The southern Buller’s albatross wins first prize as the population of seabird most vulnerable to bycatch mortalities in New Zealand waters, and modelling suggests it’s “highly probable” the current death rate is not sustainable for survival of the species. There are now about 14,000 breeding pairs; add in the loss of birds in international fisheries and the future population trend is dire.
Measures not enough
After 33 years watching a population decline – the research published over time is unequivocal – Sagar must feel as if he’s hitting his head against a brick wall. “I do get very, very angry.” He mutters under his breath about a certain fisheries minister, accompanied by a few expletives. “I’m at the stage of life when you can say things you might not say when you were younger for fear of repercussions for your job.”

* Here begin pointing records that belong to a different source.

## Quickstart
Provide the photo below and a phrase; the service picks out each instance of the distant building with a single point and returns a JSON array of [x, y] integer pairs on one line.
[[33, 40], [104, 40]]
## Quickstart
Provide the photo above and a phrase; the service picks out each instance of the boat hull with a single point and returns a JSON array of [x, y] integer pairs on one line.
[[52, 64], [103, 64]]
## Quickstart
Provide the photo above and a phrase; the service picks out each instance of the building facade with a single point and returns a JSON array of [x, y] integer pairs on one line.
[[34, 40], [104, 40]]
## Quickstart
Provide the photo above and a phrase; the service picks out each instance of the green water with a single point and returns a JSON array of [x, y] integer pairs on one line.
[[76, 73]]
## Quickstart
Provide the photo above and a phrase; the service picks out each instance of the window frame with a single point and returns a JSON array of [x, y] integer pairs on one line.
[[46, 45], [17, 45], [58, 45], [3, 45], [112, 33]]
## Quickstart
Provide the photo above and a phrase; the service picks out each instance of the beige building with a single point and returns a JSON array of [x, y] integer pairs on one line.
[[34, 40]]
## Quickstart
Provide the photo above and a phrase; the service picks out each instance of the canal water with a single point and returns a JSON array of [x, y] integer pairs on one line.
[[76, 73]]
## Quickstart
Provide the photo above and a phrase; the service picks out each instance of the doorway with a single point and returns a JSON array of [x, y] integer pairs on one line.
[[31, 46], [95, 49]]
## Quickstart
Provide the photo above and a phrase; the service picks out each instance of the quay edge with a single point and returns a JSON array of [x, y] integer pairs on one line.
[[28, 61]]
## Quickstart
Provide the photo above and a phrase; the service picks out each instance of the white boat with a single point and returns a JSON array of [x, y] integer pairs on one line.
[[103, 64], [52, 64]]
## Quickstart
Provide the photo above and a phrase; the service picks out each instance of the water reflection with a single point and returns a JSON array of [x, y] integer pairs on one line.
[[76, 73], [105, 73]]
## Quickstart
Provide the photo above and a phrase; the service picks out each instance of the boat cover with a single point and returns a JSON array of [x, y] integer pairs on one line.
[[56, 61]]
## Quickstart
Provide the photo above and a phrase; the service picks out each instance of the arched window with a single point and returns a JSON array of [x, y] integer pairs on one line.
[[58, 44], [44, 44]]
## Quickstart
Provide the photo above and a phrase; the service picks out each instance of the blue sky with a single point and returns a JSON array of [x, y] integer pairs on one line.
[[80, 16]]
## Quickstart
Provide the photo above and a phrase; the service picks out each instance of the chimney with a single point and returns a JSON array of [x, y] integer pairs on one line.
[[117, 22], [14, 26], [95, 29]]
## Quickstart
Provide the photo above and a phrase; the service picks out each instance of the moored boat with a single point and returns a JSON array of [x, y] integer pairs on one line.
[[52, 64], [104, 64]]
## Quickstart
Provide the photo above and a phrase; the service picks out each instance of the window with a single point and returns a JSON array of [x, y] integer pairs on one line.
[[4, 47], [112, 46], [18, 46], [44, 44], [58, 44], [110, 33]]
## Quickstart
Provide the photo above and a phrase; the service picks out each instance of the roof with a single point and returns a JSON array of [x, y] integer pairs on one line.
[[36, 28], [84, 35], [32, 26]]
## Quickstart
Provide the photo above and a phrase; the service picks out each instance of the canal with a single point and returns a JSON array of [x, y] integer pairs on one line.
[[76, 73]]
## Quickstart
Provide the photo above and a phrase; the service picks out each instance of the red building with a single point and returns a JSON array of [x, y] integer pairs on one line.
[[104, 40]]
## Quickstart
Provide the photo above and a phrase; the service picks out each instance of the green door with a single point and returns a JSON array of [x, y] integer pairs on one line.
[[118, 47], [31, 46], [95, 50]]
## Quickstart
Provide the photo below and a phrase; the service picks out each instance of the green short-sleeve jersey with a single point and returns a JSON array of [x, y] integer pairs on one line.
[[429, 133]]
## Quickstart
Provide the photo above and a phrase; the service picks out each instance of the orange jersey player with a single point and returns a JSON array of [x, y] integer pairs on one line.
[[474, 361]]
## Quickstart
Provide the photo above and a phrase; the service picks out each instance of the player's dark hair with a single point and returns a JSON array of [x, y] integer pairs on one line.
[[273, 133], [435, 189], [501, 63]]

But his response is still measured, knowing much of the research funding comes from the fishing industry. “I would simply say to the politicians that they need to start looking at the future of fisheries. It’s simple. They don’t need to continue taking as many fish as they currently are, not only because of bycatch, but we’re fishing down populations of fish as well, such as orange roughy.
“The problem of warming oceans and declining productivity is a difficult one to change in the short term. But fishery bycatch – that’s one we can do something about immediately.”
DoC’s marine bycatch and threats team presents and distributes the results of the research. Charitable trust Southern Seabird Solutions campaigns to encourage safe and sustainable fishing practices and Fisheries NZ has introduced mandatory mitigation practices on longline and trawl net fisheries. These include hook-shielding devices and weights on longlines, tori lines (streamers) on lines and above cables on trawl nets, and fishing in the dark.
But still the populations of albatross species decline, in our waters and across the oceans. Of the 22 species, 15 are globally threatened and at least half of all species are in decline. Here, the Antipodean wandering albatross is classified as nationally critical – one step away from extinct.
Sagar will continue regardless; he’s still fit and very able. Why carry on – and why this bird? Like most scientists, he refuses to be led into a discussion about how beautiful this species of megafauna might be, or if he has any affection for them. Instead, he refers to something more practical: “To think, in terms of lifespan, the Buller’s albatross is almost on a par with us. They don’t breed until 10 or 12 and they live to 45 or 50. Quite often now, the people who come down to work with me on the Buller’s, the birds they’re handling are older than they are.”
They may be just one species of many, but Sagar has his own take on the critical importance of any species – comparing the entire gamut of biodiversity to a children’s game. “Picture the game Jenga. It’s a tower built of various pieces. You start taking out a few. To begin with, it’s fine, still standing, but if you start removing more pieces, just like species or eventually ecosystems, it becomes increasingly fragile. And then the whole lot goes and we go with it.” This is a global issue, of course, a discussion as critical in Aotearoa, or on any fishing vessel, as at international conferences in France.
But perhaps the ultimate and most poetic bycatch species to land on a diner’s plate – be they member of the public or fisheries minister – could be the sodden wings and once proud head of an albatross. Perhaps then we might reconsider whether fish even needs to be on the menu.